Inspector Ghote's Good Crusade by H. R. F. Keating

Inspector Ghote's Good Crusade by H. R. F. Keating

Author:H. R. F. Keating [H. R. F. Keating]
Language: eng
Format: epub
Publisher: Severn House Publishers
Published: 2020-01-01T16:00:00+00:00


TEN

Inspector Ghote stood on the bare tiles of the clients’ dormitory of the Masters Foundation and gaped. On the string bed in front of him the boy called Edward G. Robinson sat with his legs tucked underneath him and his half-smoked, fat American cigarette dangling from the puckered lips of his raddled and diseased face. There was a look of utter candour in his eyes.

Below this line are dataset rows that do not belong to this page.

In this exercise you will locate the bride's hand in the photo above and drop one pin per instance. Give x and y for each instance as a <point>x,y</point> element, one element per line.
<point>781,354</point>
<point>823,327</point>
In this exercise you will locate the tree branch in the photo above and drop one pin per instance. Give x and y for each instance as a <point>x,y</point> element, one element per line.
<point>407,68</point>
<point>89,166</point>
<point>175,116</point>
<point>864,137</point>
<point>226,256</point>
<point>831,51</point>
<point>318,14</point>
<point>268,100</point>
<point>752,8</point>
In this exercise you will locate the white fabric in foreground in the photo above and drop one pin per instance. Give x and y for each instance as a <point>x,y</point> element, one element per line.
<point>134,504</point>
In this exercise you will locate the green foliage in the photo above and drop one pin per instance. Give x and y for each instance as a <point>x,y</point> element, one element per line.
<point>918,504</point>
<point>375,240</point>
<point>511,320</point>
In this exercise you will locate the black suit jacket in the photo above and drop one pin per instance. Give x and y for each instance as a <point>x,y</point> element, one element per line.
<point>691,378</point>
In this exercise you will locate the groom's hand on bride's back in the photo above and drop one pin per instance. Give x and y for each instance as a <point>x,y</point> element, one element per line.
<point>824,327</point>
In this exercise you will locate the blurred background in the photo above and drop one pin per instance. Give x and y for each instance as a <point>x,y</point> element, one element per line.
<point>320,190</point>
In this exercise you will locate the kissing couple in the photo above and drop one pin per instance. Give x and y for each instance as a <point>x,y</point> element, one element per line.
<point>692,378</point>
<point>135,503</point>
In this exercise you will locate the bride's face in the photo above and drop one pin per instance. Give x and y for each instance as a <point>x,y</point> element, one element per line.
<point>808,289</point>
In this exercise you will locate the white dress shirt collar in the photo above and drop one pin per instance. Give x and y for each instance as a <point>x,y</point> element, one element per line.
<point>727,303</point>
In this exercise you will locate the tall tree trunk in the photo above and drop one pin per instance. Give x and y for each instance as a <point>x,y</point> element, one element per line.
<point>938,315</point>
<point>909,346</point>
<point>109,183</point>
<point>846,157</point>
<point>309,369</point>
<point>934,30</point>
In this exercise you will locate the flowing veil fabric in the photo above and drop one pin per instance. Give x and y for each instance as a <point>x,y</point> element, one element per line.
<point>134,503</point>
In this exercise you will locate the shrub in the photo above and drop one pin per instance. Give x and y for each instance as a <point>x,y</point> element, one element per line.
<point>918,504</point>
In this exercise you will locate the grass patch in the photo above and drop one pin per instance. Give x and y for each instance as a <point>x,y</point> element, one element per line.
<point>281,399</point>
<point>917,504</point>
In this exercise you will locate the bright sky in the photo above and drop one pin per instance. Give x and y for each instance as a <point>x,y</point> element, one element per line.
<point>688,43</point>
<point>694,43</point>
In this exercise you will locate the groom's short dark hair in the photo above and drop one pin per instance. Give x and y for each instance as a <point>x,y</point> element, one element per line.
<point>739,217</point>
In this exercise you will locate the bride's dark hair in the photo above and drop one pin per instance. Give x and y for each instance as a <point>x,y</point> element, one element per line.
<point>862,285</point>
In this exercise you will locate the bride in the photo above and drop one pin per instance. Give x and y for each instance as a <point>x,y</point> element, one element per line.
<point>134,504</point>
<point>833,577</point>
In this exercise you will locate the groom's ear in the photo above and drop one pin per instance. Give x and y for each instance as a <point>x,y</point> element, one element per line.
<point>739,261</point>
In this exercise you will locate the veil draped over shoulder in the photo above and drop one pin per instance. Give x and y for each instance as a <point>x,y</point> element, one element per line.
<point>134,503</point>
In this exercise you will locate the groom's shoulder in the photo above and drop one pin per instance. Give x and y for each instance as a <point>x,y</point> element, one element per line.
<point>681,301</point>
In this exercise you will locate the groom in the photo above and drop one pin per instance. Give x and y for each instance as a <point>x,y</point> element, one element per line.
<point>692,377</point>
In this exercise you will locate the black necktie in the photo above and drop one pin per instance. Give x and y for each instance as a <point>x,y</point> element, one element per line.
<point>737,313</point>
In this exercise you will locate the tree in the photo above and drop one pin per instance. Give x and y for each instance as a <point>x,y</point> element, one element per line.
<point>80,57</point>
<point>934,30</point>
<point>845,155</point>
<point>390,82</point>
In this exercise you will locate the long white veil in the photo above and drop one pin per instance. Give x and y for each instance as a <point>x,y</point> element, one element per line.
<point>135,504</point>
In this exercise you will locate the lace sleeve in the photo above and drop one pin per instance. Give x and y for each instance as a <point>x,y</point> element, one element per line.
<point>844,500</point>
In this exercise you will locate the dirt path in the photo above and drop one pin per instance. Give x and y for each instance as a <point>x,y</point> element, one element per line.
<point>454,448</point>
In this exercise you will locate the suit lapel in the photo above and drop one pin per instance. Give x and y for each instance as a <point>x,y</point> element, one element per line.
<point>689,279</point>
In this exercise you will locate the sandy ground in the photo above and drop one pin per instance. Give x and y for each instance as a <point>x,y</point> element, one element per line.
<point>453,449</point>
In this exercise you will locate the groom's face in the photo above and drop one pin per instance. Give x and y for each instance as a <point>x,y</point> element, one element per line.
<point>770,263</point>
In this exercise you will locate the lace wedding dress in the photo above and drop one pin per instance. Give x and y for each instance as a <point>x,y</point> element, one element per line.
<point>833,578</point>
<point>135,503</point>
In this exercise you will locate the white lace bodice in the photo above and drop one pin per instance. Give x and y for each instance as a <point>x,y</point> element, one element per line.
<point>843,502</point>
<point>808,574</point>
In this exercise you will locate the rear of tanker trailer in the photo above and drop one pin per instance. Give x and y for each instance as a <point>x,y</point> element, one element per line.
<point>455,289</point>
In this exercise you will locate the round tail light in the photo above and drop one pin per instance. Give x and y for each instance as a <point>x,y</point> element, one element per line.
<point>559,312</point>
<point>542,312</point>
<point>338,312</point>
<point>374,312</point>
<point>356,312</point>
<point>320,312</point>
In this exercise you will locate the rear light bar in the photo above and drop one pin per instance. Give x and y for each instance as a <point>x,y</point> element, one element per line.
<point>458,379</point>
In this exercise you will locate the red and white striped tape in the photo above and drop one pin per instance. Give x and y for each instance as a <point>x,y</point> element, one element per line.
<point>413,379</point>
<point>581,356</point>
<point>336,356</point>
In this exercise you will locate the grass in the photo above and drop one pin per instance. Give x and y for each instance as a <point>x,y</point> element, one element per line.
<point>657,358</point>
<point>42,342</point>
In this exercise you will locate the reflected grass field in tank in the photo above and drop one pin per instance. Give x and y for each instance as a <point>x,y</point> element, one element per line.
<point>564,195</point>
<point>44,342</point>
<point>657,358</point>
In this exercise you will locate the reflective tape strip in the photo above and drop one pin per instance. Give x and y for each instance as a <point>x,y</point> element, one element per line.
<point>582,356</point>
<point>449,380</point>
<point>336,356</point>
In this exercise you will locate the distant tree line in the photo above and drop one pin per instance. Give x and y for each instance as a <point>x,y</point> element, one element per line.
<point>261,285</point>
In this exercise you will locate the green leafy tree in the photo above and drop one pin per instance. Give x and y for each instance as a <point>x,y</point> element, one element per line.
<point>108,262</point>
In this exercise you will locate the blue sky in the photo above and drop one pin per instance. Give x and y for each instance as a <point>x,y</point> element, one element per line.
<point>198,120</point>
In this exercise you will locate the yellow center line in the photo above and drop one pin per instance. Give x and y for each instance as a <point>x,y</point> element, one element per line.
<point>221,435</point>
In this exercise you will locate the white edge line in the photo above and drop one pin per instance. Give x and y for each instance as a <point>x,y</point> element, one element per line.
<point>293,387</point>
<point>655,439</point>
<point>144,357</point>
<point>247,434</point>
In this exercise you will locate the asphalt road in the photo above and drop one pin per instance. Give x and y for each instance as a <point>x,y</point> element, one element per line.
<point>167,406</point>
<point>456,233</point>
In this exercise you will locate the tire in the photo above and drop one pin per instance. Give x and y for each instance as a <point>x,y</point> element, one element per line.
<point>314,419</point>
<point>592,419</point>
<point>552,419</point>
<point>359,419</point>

‘You saw Amrit Singh take the poison?’ Ghote said incredulously. ‘You actually saw in the dispensary hut and Amrit Singh went over to a cupboard and took some of the poison?’

His thoughts were wild. Shooting through them all was the feeling of maddening irony. He had contemplated disobeying the orders of a superior officer so as to avoid persuading this boy to say falsely he had seen the Sikh thug steal the poison. And all along the boy had actually watched him do it and had chosen to keep silent.

Mixed with this were surges of plain fury. Why had the little devil taken it into his stupid head to say nothing about going up to the window of the dispensary hut when he had been on watch at the bottom of the compound?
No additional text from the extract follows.